Monday, November 7, 2005
Subsidiarity and a "Color-Blind" Society
The ongoing riots in France seem to carry lessons for our understanding of cultural pluralism and subsidiarity. An article in today's London Times notes that:
Under the ethnically colour-blind “French model”, the immigrant workers who came in the 1950s and 1960s from the former colonies in North and black Africa were to be regarded as equal citizens. They and their descendants would take advantage of the education system and generous welfare state to assimilate with “white” France. To promote the idea of assimilation, neither the State nor any other body publishes statistics on ethnic or national origin. . . . Laws supposed to promote integration and oppose multiculturalism, such as the ban on Muslim headwear in schools, have often heightened resentment and the feeling of exclusion. This has in turn fed the rise of Muslim radicalism, which has now become the dominant creed of the young in the French ghettos.
France has always deemed its model superior to the Anglo-Saxon approach of diversity, which has enabled ethnic minorities to retain strong bonds in cultural and religious communities. France calls this “comunitarism” and says that it promotes ghettos, exclusion, poverty, race riots and religious extremism that can ultimately lead to actions such as the London bombings.

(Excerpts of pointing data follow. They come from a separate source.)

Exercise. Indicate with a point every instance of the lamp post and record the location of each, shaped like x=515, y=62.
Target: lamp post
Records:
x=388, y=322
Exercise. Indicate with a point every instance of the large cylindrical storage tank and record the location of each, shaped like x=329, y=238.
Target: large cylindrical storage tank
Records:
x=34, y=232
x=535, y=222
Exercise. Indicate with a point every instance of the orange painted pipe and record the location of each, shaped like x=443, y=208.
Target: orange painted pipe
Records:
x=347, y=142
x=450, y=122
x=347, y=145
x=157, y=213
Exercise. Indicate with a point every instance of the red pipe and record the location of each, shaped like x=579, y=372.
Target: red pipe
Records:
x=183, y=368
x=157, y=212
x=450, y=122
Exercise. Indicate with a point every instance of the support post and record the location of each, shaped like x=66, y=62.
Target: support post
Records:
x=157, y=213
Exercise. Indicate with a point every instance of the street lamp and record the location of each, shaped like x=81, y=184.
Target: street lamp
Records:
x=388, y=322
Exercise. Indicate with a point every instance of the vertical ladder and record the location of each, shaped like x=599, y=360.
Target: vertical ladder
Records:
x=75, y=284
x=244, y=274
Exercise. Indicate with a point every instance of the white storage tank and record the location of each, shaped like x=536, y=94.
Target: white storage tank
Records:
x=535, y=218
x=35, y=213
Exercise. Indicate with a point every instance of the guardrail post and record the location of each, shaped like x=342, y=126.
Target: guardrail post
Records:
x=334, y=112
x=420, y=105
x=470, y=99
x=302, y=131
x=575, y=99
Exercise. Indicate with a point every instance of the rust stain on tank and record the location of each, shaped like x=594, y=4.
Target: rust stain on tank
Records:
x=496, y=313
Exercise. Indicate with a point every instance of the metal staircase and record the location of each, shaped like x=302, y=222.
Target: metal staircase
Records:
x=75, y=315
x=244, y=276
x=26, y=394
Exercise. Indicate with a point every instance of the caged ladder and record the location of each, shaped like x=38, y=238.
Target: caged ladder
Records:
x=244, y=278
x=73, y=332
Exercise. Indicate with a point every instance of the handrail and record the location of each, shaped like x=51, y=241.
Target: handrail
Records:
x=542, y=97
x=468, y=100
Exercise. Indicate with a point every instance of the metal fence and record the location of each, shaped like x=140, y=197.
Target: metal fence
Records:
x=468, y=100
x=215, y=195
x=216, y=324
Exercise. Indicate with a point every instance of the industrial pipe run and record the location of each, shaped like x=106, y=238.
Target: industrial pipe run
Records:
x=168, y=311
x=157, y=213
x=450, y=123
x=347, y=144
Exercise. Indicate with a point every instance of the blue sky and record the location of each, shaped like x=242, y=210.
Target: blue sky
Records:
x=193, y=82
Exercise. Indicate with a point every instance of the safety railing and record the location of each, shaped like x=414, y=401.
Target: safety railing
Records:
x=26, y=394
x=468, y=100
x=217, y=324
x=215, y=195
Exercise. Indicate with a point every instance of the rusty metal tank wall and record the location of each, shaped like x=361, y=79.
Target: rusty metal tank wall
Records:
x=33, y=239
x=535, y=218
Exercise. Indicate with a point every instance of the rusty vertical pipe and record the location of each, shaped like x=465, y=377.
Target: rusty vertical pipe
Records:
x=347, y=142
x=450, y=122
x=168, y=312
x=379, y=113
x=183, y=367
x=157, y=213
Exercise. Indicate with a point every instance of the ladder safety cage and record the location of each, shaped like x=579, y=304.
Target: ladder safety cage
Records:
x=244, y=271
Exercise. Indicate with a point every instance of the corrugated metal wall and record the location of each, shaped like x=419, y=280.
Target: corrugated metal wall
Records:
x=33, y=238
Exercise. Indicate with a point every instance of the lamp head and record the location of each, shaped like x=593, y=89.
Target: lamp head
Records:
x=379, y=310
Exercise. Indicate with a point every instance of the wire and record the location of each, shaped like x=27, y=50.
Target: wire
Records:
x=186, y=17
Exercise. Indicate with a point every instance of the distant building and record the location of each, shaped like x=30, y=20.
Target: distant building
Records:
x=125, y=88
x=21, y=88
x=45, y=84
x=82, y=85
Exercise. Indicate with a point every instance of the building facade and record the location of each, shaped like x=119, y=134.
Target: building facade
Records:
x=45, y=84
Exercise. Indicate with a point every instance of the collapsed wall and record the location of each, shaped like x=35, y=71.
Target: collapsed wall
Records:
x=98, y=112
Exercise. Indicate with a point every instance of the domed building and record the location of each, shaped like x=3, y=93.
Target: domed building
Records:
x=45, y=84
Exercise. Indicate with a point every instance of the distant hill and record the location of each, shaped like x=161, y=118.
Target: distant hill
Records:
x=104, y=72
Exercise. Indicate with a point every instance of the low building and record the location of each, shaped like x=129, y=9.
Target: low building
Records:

It seems that subsidiarity would call for a middle ground to be explored in which a subcommunity's economic integration with society is achieved without purporting to negate the cultural or social characteristics that define the subcommunity. Perhaps the Anglo-Saxon approach has too often tended toward economic isolation, and the French approach toward cultural negation. And France's color-blind approach may be doubly problematic, as it ultimately brings economic isolation as well given the futility of the cultural task -- i.e., Muslim communities will remain different from the surrounding culture in important ways, and unless economic policy takes account of those differences, the cultural enclave can become an economic island. Obviously, easy answers are hard to come by, but it seems that subsidiarity should be one component of the question.